I remember saying goodbye in 2011 when I was assigned to a new posting. We cried, arms wrapped around each other, promising to keep in touch. I missed everyone I left behind, but Anita had a special place in my heart.

I’ll never forget the shock I felt when I heard Anita was gone, fatally injured in an accident

I remember the phone call. Things weren’t going well. The marriage wasn’t working. Life is like that. Sometimes the floodgates open, letting in one disappointment or tragedy after another—medical issues, mental illness, loss, grief—and we are overwhelmed. And when we hear trite statements, such as “God won’t give us more than we can handle,” we feel like failures. Sometimes we can’t handle it. Sometimes people give up. Sometimes people die.

I’ll never forget the first time I saw her after her life began to unravel. The gaunt look on her face, the missing teeth. She lied to me, like addicts do. I knew it. She knew I knew it. I just hugged her and said I loved her. I asked her to come in and get help. Every time I returned to visit, I saw her falling further into the past. I prayed for her. I prayed for the staff at The Caring Place who were reaching out to her. But even in addiction, after losing everything, she was still taking care of others, advocating for the homeless in her community.

I’ll never forget the shock I felt when I heard she was gone, fatally injured in an accident. Her mother and sister made the difficult decision to take her off life support.

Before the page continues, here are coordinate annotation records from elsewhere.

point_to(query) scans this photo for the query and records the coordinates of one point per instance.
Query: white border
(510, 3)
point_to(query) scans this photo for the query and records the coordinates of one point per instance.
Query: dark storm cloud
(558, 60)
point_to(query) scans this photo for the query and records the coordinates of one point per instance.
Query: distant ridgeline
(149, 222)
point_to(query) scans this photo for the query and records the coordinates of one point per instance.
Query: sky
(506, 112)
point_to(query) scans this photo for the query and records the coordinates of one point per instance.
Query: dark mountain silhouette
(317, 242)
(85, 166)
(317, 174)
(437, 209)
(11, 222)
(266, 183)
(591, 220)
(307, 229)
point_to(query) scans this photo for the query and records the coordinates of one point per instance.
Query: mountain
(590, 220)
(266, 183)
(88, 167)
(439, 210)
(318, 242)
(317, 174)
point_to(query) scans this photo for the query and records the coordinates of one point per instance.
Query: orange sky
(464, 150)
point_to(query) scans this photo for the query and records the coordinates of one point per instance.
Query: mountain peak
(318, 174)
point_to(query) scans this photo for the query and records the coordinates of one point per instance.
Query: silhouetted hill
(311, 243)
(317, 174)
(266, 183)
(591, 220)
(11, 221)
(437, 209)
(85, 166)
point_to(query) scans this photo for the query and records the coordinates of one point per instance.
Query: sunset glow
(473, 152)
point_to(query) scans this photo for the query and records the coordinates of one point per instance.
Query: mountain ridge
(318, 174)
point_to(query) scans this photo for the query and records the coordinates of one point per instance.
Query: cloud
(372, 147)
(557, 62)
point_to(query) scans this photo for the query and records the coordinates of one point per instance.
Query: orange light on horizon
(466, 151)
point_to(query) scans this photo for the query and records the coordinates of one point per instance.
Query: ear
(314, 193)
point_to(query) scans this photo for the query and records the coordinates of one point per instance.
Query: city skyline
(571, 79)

My husband and I led the memorial service. We sang her favourite worship songs, and friends and family shared stories. They remembered her as a child and talked about her straight-up character, sense of humour and the way she loved her children, family and friends. And they loved her, no matter what happened in her life.

More importantly, God loved Anita. Just because someone makes a bad choice, or gives up, or can’t face life, doesn’t mean that he stops loving them. God loves us with an everlasting love—even when we can’t love ourselves.

I will never forget Anita. I know we will see each other again.

Major Kathie Chiu is the corps officer at Richmond Community Church, B.C.